Il premier giapponese Fukuda si è dimesso dopo un calo di popolarità nei sondaggi, scesa al 29%. Una crisi di governo dopo un sondaggio sembra un’aberrazione della politica al tempo di Bruno Vespa. A me, invece, pare un buon segno. È un’embrionale realizzazione di una rivendicazione classica dell’"anarchismo riformista" (bum!) al fine di rendere più tollerabile la democrazia borghese: la revocabilità del mandato rappresentativo. Invece di contare un giorno ogni quattro anni, gli anarchici propongono che il popolo interrompa il mandato ai singoli rappresentanti, rivotandoli quando pare a lui senza aspettare legislature, rimpasti, verifiche, sfiducie costruttive e altre liturgie. La tendenza attuale è opposta: si dice che un bravo politico deve essere impopolare. Che la plebe abbia bisogno di un padre padrone che sopporti le lagne senza
curarsene e riscuota il meritato consenso solo alla fine della
legislatura. Ma è solo disprezzo per i sudditi, incapaci per natura di capire cosa sia meglio per sé. Come se l’unico modo di conquistare consenso fosse la demagogia.
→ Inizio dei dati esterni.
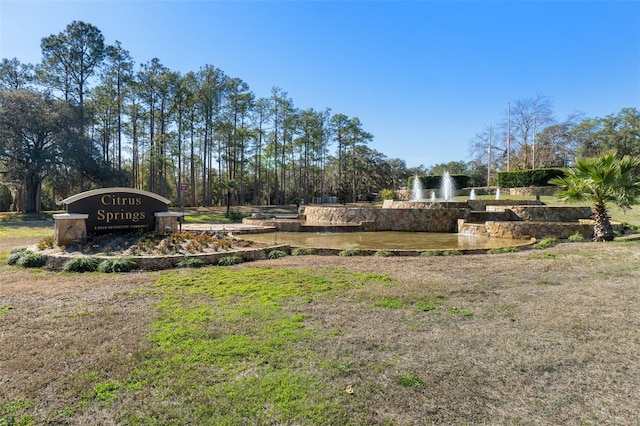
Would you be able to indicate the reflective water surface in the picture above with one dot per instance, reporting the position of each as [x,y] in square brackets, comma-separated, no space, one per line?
[386,240]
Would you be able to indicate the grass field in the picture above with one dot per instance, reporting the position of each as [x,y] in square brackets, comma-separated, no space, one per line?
[545,337]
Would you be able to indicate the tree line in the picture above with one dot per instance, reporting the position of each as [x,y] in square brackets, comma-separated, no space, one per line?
[86,117]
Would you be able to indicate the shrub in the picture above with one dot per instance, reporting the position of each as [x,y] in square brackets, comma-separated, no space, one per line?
[576,237]
[15,254]
[387,194]
[236,215]
[229,260]
[47,242]
[427,253]
[433,181]
[503,250]
[30,259]
[191,262]
[441,253]
[81,264]
[390,303]
[118,264]
[546,243]
[304,251]
[276,254]
[349,252]
[411,381]
[536,177]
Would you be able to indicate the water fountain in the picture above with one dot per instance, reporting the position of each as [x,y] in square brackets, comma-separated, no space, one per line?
[447,187]
[417,192]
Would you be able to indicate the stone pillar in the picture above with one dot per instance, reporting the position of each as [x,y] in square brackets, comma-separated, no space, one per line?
[70,228]
[167,221]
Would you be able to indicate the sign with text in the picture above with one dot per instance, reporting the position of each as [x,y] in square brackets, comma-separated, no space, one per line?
[117,210]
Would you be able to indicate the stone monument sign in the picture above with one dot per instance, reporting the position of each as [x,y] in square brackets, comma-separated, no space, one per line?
[113,210]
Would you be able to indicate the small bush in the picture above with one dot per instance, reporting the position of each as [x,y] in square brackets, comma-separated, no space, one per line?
[546,243]
[27,259]
[81,264]
[45,243]
[387,194]
[411,381]
[30,259]
[229,260]
[390,303]
[503,250]
[576,237]
[276,254]
[118,264]
[441,253]
[20,249]
[384,253]
[426,305]
[15,254]
[191,262]
[304,251]
[236,215]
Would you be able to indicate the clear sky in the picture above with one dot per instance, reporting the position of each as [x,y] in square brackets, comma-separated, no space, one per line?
[424,77]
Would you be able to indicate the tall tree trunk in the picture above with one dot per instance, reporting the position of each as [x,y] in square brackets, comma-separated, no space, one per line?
[602,229]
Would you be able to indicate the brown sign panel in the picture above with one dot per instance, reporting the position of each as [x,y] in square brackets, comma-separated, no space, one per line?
[117,210]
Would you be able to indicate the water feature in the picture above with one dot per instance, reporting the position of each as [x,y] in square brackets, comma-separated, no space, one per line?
[388,240]
[447,187]
[417,191]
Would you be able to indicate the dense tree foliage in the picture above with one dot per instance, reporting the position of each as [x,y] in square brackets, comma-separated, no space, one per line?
[601,180]
[153,128]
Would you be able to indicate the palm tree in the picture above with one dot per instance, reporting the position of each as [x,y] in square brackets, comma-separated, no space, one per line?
[601,180]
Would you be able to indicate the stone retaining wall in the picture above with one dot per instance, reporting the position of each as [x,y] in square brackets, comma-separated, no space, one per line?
[539,230]
[550,214]
[390,219]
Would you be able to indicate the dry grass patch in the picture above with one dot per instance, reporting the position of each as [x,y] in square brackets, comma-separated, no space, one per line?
[551,338]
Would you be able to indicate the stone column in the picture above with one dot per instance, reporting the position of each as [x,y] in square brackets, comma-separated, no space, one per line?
[70,228]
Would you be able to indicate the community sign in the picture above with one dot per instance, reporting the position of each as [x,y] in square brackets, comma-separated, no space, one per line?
[117,210]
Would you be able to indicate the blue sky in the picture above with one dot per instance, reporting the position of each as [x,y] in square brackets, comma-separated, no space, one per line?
[424,77]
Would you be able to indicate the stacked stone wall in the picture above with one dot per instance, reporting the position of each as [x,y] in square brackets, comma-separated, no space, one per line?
[539,230]
[551,214]
[389,219]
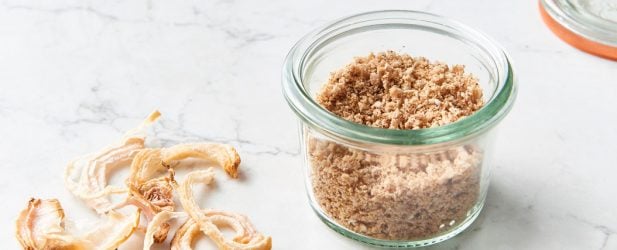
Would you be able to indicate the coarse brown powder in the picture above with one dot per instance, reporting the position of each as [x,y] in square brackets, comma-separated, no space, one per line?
[397,196]
[397,91]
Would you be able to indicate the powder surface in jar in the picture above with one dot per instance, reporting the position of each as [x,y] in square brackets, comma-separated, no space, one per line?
[397,195]
[397,91]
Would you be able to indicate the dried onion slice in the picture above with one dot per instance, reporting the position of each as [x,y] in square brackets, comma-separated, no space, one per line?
[224,155]
[41,226]
[245,233]
[209,221]
[86,177]
[158,224]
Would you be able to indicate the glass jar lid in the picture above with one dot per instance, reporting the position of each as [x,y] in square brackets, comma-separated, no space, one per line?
[589,25]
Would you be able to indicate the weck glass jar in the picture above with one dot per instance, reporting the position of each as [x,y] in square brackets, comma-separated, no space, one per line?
[397,188]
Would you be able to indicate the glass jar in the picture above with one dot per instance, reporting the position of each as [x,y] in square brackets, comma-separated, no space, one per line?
[397,188]
[589,25]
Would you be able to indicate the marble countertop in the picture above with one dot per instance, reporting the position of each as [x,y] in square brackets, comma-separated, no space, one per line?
[75,74]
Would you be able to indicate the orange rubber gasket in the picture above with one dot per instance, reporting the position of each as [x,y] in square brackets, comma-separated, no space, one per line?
[577,41]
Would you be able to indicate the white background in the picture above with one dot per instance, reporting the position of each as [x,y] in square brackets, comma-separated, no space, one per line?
[74,74]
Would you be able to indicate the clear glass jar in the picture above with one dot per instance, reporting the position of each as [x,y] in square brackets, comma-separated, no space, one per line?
[589,25]
[397,188]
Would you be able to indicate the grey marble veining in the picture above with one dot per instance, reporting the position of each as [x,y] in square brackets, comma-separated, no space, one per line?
[75,74]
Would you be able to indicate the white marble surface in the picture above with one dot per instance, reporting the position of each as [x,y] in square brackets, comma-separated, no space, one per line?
[74,74]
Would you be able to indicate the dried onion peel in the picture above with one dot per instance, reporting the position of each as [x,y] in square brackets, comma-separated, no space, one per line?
[86,177]
[160,222]
[209,221]
[41,226]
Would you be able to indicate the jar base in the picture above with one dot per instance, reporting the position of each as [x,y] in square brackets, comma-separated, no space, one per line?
[475,212]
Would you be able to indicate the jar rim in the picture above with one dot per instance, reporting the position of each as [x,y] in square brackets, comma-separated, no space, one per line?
[309,111]
[581,21]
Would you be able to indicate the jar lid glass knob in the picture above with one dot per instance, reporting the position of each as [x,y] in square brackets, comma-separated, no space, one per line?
[589,25]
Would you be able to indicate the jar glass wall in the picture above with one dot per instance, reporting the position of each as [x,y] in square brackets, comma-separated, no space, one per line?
[397,187]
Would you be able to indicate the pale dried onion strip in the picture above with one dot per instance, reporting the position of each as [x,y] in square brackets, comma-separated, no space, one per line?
[41,226]
[209,221]
[158,224]
[224,155]
[86,177]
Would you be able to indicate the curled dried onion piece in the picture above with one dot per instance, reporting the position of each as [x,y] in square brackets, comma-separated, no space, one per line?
[224,155]
[245,233]
[86,177]
[209,221]
[154,194]
[159,224]
[41,226]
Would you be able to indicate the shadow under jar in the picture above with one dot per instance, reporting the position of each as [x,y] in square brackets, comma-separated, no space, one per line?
[397,188]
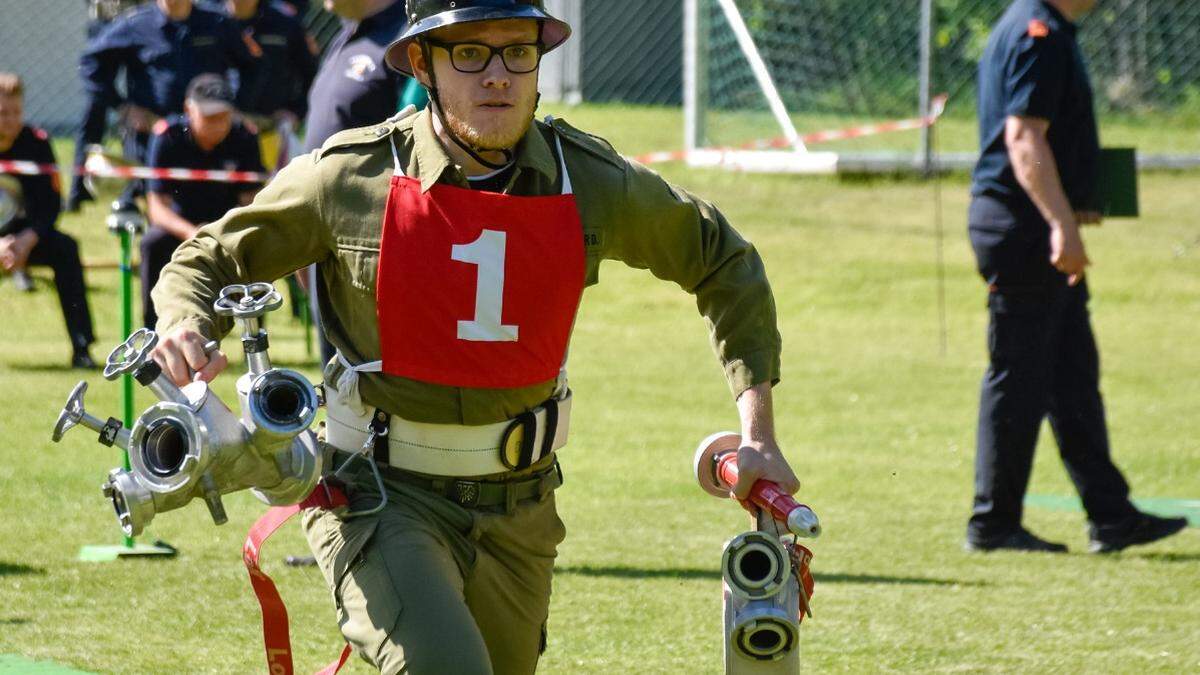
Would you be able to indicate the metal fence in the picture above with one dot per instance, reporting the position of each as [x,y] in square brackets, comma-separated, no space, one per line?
[856,58]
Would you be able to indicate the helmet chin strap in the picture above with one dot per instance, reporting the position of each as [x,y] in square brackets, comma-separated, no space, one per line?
[445,125]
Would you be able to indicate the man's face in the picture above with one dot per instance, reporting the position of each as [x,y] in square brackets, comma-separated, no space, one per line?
[490,109]
[12,118]
[208,130]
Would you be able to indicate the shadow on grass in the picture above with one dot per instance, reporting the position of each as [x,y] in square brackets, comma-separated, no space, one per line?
[694,573]
[1169,557]
[16,568]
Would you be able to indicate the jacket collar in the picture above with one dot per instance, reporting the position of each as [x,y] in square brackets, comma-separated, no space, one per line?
[431,161]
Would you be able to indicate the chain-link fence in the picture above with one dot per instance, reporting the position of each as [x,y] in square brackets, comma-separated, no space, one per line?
[837,59]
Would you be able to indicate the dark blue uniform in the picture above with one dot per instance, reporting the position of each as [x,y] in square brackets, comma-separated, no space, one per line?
[197,201]
[40,205]
[354,88]
[159,58]
[286,69]
[1043,356]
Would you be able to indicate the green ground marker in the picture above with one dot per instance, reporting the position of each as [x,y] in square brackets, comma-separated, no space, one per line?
[13,664]
[1158,506]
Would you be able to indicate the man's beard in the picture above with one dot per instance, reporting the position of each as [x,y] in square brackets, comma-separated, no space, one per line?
[485,138]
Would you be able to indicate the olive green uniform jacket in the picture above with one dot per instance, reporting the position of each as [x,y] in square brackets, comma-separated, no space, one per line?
[328,207]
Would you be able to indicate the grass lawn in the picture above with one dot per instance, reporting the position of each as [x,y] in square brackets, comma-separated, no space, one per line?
[879,424]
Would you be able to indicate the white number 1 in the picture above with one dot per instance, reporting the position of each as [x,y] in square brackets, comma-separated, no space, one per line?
[487,252]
Certo, gli anarco-sondaggi vanno fatti bene, ma non è poi così difficile. Quasi
tutte le statistiche ufficiali, in tutto il mondo, sono basate su
sondaggi a campione. Se sapessi che rispondendo ad un call center potrei far cadere un governo, non bestemmierei quando il telefono squilla alle 10 di mattina e io ancora dormo, come sanno tutti tranne Luisa di Sky, Carlo di Telecom Italia e Chiara di Wind.